Entropy of Normal Distribution 📂Probability Distribution

Entropy of Normal Distribution

Theorem

The entropy of the normal distribution $N(\mu, \sigma^{2})$ (when using natural logarithms) is as follows.

$H = \dfrac{1}{2} \ln (2\pi e \sigma^{2}) = \ln \sqrt{2\pi e \sigma^{2}}$

The entropy of the multivariate normal distribution $N_{p}(\boldsymbol{\mu}, \Sigma)$ is as follows.

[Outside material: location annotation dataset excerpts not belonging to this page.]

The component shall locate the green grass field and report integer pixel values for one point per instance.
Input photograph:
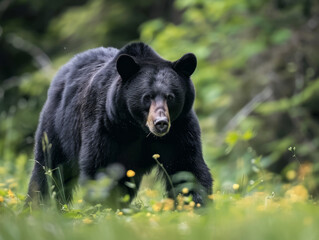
(235, 215)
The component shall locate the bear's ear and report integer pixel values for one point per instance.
(126, 66)
(186, 65)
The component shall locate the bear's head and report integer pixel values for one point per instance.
(157, 91)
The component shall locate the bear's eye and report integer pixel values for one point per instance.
(170, 97)
(147, 98)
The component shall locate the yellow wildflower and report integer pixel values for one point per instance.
(11, 194)
(235, 186)
(13, 201)
(291, 175)
(119, 213)
(130, 173)
(157, 207)
(156, 156)
(168, 204)
(87, 220)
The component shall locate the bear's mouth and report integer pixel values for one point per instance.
(158, 132)
(158, 120)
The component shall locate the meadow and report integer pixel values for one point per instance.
(262, 211)
(256, 99)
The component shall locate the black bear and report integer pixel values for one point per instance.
(108, 106)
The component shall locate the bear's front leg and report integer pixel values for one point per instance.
(188, 157)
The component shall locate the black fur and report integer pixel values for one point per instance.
(95, 116)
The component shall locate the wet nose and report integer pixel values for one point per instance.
(161, 124)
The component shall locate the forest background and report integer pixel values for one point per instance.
(256, 82)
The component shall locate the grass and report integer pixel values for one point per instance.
(257, 215)
(260, 209)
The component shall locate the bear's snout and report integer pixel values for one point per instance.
(158, 121)
(161, 124)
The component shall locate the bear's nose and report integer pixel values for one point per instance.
(161, 124)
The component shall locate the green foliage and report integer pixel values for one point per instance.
(256, 86)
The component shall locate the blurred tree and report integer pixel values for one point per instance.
(256, 88)
(37, 37)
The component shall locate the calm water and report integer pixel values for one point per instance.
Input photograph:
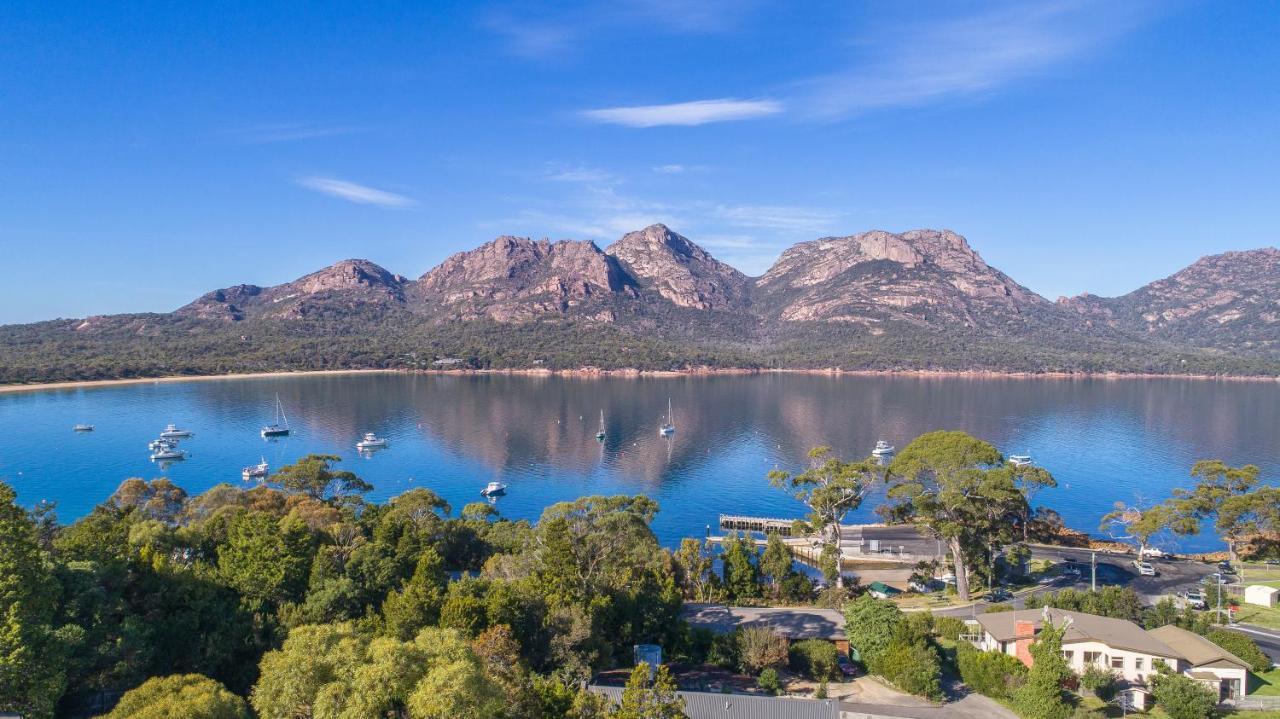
(1104, 440)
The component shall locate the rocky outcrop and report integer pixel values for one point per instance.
(351, 285)
(919, 275)
(680, 271)
(516, 279)
(1229, 301)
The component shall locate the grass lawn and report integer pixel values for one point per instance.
(1266, 683)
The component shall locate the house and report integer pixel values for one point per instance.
(795, 623)
(1203, 660)
(1261, 595)
(707, 705)
(1129, 651)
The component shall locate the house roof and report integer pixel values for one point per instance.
(791, 622)
(1119, 633)
(1197, 650)
(705, 705)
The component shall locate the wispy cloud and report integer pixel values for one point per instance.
(286, 132)
(353, 192)
(696, 113)
(967, 55)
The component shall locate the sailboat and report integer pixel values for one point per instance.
(280, 427)
(668, 427)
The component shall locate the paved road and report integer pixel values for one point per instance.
(1267, 640)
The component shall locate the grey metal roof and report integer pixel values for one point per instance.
(1118, 633)
(791, 622)
(705, 705)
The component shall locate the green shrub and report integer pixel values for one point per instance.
(990, 673)
(723, 651)
(768, 681)
(814, 659)
(1242, 646)
(912, 667)
(1183, 697)
(949, 627)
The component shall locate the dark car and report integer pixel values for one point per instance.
(846, 667)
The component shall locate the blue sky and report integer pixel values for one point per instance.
(152, 151)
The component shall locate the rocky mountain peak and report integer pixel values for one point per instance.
(679, 270)
(516, 279)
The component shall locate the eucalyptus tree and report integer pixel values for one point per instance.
(1223, 494)
(831, 488)
(958, 489)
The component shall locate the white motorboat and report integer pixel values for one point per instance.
(371, 442)
(280, 426)
(256, 472)
(172, 431)
(668, 427)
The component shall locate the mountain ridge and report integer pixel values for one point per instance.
(656, 300)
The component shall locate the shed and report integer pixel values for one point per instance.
(1261, 595)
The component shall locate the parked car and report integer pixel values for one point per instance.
(1194, 599)
(846, 668)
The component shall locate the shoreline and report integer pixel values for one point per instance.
(595, 372)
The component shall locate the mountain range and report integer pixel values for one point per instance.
(922, 300)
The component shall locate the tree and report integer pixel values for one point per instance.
(696, 572)
(1216, 485)
(31, 659)
(645, 699)
(871, 624)
(1128, 522)
(191, 696)
(831, 488)
(314, 476)
(776, 560)
(952, 486)
(739, 560)
(1183, 697)
(417, 604)
(760, 647)
(1243, 647)
(1041, 696)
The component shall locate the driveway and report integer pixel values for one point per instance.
(873, 697)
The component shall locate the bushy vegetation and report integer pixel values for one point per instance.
(302, 594)
(814, 659)
(990, 673)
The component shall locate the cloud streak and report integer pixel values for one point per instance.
(353, 192)
(965, 56)
(696, 113)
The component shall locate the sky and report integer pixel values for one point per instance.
(154, 151)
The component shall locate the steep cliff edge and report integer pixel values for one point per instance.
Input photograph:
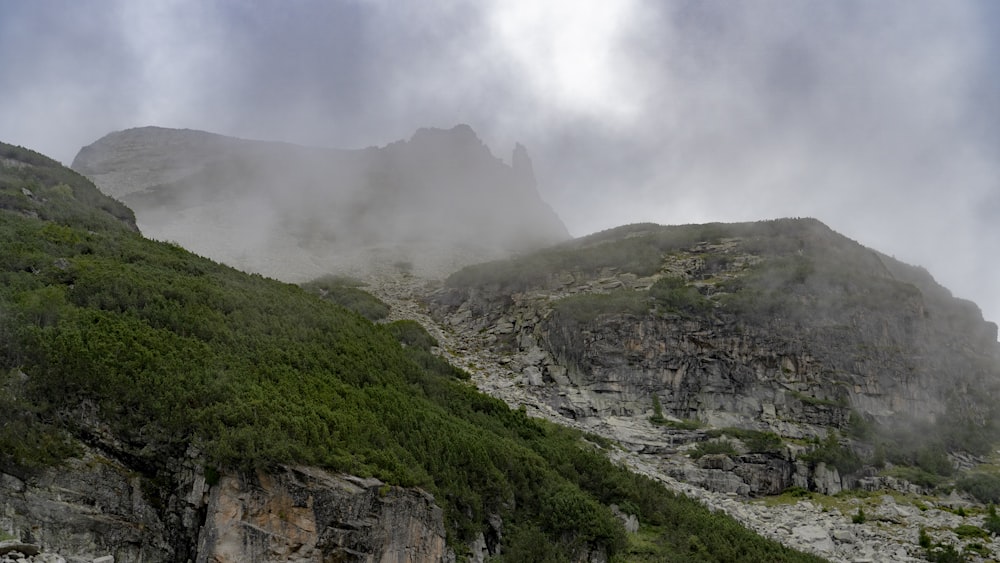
(435, 202)
(158, 406)
(780, 327)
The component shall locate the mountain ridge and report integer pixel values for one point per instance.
(437, 201)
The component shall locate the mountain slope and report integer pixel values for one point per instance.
(435, 202)
(164, 382)
(781, 327)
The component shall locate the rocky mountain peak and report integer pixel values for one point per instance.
(436, 202)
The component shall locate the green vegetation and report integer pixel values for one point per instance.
(916, 475)
(834, 454)
(992, 522)
(413, 334)
(755, 441)
(969, 531)
(675, 295)
(859, 516)
(657, 417)
(586, 307)
(344, 291)
(984, 486)
(170, 349)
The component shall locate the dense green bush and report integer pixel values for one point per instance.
(834, 454)
(586, 307)
(411, 333)
(755, 441)
(713, 447)
(345, 291)
(983, 486)
(172, 350)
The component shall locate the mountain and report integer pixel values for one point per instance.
(159, 406)
(430, 204)
(779, 332)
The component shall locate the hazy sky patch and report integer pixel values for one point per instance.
(881, 119)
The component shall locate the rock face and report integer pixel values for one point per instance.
(304, 514)
(96, 507)
(780, 326)
(435, 202)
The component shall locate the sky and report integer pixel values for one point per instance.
(881, 119)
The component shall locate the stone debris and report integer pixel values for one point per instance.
(14, 551)
(889, 534)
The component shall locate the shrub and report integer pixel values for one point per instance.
(992, 521)
(831, 452)
(713, 447)
(859, 517)
(970, 531)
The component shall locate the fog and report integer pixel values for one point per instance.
(881, 119)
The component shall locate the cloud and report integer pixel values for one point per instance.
(881, 119)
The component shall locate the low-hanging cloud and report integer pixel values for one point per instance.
(879, 119)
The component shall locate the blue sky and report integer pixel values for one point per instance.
(881, 119)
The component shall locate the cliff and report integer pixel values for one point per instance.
(158, 406)
(780, 327)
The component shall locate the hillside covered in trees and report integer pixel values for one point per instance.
(143, 354)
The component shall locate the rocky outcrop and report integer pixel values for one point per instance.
(95, 507)
(90, 508)
(787, 341)
(304, 514)
(431, 204)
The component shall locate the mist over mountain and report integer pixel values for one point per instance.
(430, 204)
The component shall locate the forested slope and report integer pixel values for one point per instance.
(142, 350)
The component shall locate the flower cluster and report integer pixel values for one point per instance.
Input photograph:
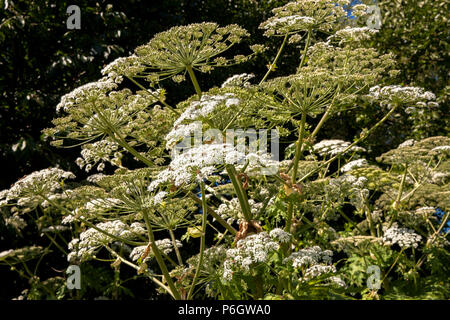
(334, 147)
(238, 80)
(84, 247)
(35, 187)
(128, 67)
(309, 257)
(164, 245)
(198, 110)
(86, 93)
(304, 15)
(232, 211)
(252, 250)
(352, 35)
(359, 163)
(201, 161)
(405, 95)
(197, 46)
(404, 237)
(100, 151)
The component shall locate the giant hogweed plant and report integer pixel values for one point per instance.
(308, 230)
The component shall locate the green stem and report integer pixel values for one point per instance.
(91, 225)
(326, 114)
(305, 50)
(159, 258)
(159, 99)
(194, 80)
(240, 192)
(202, 241)
(273, 64)
(399, 197)
(162, 285)
(177, 251)
(298, 151)
(114, 134)
(214, 214)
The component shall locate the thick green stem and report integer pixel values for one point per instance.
(240, 192)
(272, 66)
(162, 285)
(177, 252)
(202, 241)
(326, 114)
(397, 201)
(298, 151)
(194, 80)
(214, 214)
(159, 259)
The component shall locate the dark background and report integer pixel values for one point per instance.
(40, 60)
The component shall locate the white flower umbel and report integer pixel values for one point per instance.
(206, 105)
(399, 94)
(304, 15)
(199, 162)
(354, 164)
(88, 91)
(404, 237)
(238, 80)
(33, 187)
(287, 24)
(280, 235)
(252, 250)
(318, 270)
(354, 34)
(124, 66)
(334, 147)
(309, 257)
(165, 245)
(91, 240)
(231, 210)
(100, 151)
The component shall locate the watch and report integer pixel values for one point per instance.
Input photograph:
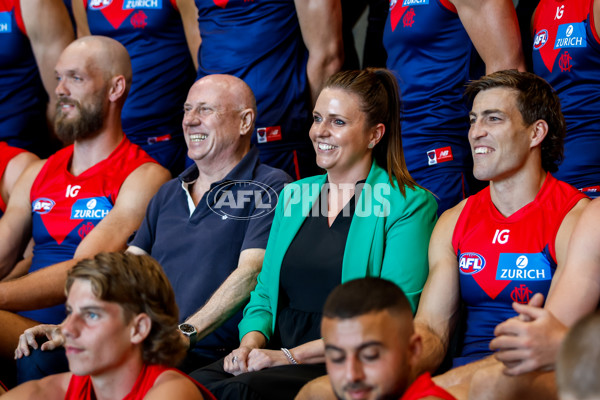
(189, 331)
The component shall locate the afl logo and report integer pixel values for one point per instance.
(99, 4)
(471, 263)
(540, 39)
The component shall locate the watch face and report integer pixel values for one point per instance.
(187, 329)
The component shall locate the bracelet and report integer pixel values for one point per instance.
(288, 354)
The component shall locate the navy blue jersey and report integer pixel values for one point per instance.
(163, 70)
(566, 53)
(433, 58)
(260, 42)
(23, 99)
(502, 260)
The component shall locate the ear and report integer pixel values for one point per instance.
(140, 328)
(415, 348)
(117, 87)
(247, 121)
(376, 134)
(539, 130)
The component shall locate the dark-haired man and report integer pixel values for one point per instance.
(503, 244)
(371, 346)
(120, 335)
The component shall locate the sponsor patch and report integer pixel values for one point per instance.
(268, 134)
(540, 39)
(146, 4)
(5, 22)
(439, 155)
(42, 205)
(471, 263)
(406, 3)
(98, 4)
(523, 267)
(570, 35)
(93, 208)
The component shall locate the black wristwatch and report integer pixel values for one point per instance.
(189, 331)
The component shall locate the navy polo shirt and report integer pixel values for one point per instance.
(198, 247)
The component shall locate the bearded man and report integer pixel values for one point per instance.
(87, 198)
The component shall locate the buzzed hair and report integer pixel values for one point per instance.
(578, 364)
(363, 296)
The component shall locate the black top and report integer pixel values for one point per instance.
(311, 268)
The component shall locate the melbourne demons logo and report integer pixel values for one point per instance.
(42, 205)
(99, 4)
(540, 39)
(471, 263)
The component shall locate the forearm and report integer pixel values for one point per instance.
(225, 302)
(433, 353)
(43, 288)
(309, 353)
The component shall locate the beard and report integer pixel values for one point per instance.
(84, 126)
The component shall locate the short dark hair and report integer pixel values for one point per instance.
(578, 363)
(379, 96)
(535, 100)
(363, 296)
(138, 284)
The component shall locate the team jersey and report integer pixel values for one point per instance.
(7, 153)
(433, 58)
(82, 388)
(260, 42)
(163, 70)
(23, 99)
(502, 260)
(65, 208)
(566, 53)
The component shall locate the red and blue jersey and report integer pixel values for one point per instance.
(7, 153)
(502, 260)
(163, 70)
(566, 53)
(65, 208)
(433, 58)
(260, 42)
(23, 99)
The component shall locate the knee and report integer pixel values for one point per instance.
(317, 389)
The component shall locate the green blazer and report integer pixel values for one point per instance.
(388, 238)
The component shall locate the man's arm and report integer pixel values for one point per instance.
(530, 342)
(321, 26)
(53, 387)
(494, 30)
(49, 30)
(45, 287)
(231, 295)
(15, 224)
(189, 18)
(439, 305)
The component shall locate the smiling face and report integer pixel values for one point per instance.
(369, 357)
(500, 139)
(212, 123)
(98, 339)
(82, 95)
(340, 134)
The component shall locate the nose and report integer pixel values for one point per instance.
(354, 370)
(61, 88)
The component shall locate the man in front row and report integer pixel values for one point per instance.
(120, 335)
(86, 198)
(503, 244)
(370, 344)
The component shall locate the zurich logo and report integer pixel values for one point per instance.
(540, 39)
(471, 263)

$H = \dfrac{1}{2}\ln \left[ (2 \pi e)^{p} \left| \Sigma \right| \right] = \dfrac{1}{2}\ln (\det (2\pi e \Sigma))$

$\left| \Sigma \right|$ is the determinant of the covariance matrix.

Description

The mean $\mu$ does not affect the entropy. The entropy of the standard normal distribution $N(0,1)$ when using natural logarithms is approximately $H = \ln \sqrt{2\pi e } \approx 1.4189385332046727$ . Even if a log base $2$ is used, the form of the formula remains the same, and its value is,

$H = \log_{2} \sqrt{2\pi e } \approx 2.047095585180641$

Proof

Univariate Normal Distribution

To show this, we use that the integral of $p(x) = \dfrac{1}{\sqrt{2\pi\sigma^{2}}}\exp\left( - \dfrac{(x-\mu)^{2}}{2\sigma^{2}} \right)$ is $1$ .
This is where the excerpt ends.